If you are facing a situation involving Working Capital, the safest first step is a structured case review with a senior ex-banker who has handled comparable matters across banks and ARCs in India.

Where it is used

Where you'll encounter Working Capital

With borrowers and guarantors

Whenever a loan moves from "Standard" to "stressed", Working Capital is one of the words that starts appearing in notices, bank emails and lawyers' opinions.

Inside banks and NBFCs

Sanctioning committees, recovery teams and risk officers use Working Capital to classify accounts, decide provisioning and approve resolution paths.

Before DRT, NCLT and High Courts

Working Capital appears in pleadings, securitisation applications, OAs, Section 7/9 petitions and SARFAESI writs as part of the dispute record.

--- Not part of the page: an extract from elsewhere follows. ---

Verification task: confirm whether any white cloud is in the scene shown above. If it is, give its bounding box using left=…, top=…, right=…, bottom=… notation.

In ARC and investor transactions

When stressed loans are sold to ARCs or special-situations investors, Working Capital is used in term sheets, assignment agreements and due-diligence reports.

Real example

A practical illustration of Working Capital

An MSME has a ₹2 crore cash credit limit secured by stock and book debts.
Note: The example is illustrative. Every case is fact-specific — actual outcomes depend on security cover, ageing of NPA, sanctioning level and the quality of documentation.
FAQs

Frequently asked questions about Working Capital

Free Case Review

Need help understanding your Working Capital case?

Speak to a senior ex-banker. A 20-minute structured review and a clear next-step plan — at no cost and no obligation.

Last reviewed by NPAExperts Advisory on 27 Jun 2026

Get a free, confidential case review

A senior advisor will reach out within one working day.

We respond within one working day. Your information is never shared.